Outlook — In his opening statement, Goodlatte said he recognized that some more work may be needed on some of the provisions and called out specifically the customer stay provision and demand letter abuse provision. Several publications have reported that H.R. 9 could be reported out of committee and taken to the House floor within weeks.

Kramer said Yahoo! supported H.R. 9 because it would focus patent infringement litigation by requiring genuine notice pleading, prioritizing claim construction, and ensuring that only reasonable cases were brought. Yahoo! also supported a provision in the bill to create a presumption that would allow prevailing parties to recover attorney fees.
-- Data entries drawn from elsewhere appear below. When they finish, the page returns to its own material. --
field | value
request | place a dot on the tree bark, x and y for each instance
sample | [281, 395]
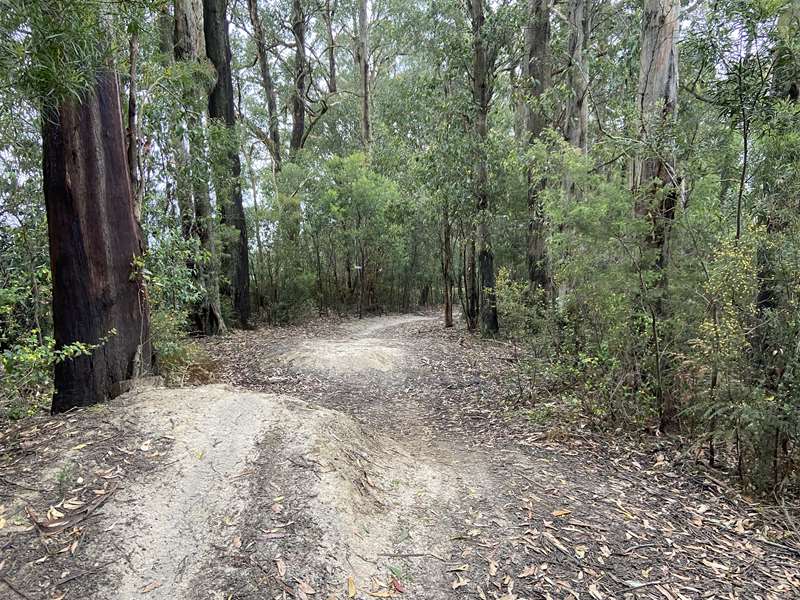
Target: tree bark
[482, 88]
[93, 240]
[537, 68]
[447, 263]
[229, 192]
[133, 133]
[330, 11]
[267, 83]
[300, 67]
[194, 199]
[576, 121]
[362, 63]
[654, 179]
Armitage said the attorney fee shifting provision could provide a significant check on abusive litigation. He believed a provision to stay discovery until the court ruled on claim construction could be improved by and instead requiring stays of discovery until the resolution of any motions to transfer venue. He suggested that rather than creating a heightened pleading standard, the committee could look to district courts’ local rules for best practices regarding initial disclosure requirements. Any new requirements should be imposed only in district courts where local patent rules impose lower requirements. He said the bill should address abusive patent demand letters and that the USPTO’s Inter Partes Review proceedings should be rebalanced to treat patent owners fairly.
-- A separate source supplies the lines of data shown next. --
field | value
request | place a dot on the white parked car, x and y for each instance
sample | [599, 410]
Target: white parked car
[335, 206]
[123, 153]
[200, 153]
Simon said H.R. 9 took a balanced approach in addressing abusive patent litigation. With regard to the provision that would stay discovery until claim construction, Simon said litigants should understand what rights the government has granted before undertaking expensive discovery. He said heightened pleading is important to provide a defendant adequate notice about the product at issue, including whose product it is, and what patent claim is allegedly infringed. Finally, Simon said the bill should force shell companies to reveal their investors so defendants would know who is financing the litigation. He said requiring those responsible for financing unjustified litigation to be held personally accountable for the attorney fees would make patent litigation fairer.

Sauer said Congress should not overlook abuses of the system that target patent owners. Specifically he referred to “reverse trolling” of biotech companies by entities threatening to challenge patents in Inter Partes Review proceedings unless settlements are paid. Further, BIO was concerned that some provisions in H.R. 9 lacked balance and would cause investors to be scared of investing in biotech innovations. Provisions he characterized as too onerous for patent owners included the heightened pleading requirement, mandatory stays of discovery until a claim construction ruling, and joinder of all third parties with a financial interest in the patent owner or the patents for the purpose of recovering attorney fee awards.

Sauer also urged the committee to consider recent developments in patent law that have favored patent infringers and ensure that the pendulum does not swing too far in favor of infringers. He some provisions in H.R. 9 could be rewritten to be more targeted, such as the heightened pleading standard, which could be improved by requiring identification of “at least” one infringed claim each patent asserted and a description of infringement or explanation of why the information is not available. He agreed with Armitage that some issues, such as sequencing discovery, could be resolved by identifying best practices in sophisticated district courts’ local patent rules.

Goodlatte said he recognized that some more work may be needed on some of the provisions and called out specifically the customer stay and demand letter provisions. Several publications have reported that H.R. 9 could be reported out of committee and taken to the House floor within weeks.

Witnesses’ written statements and a video recording of the hearing are posted on the committee’s website.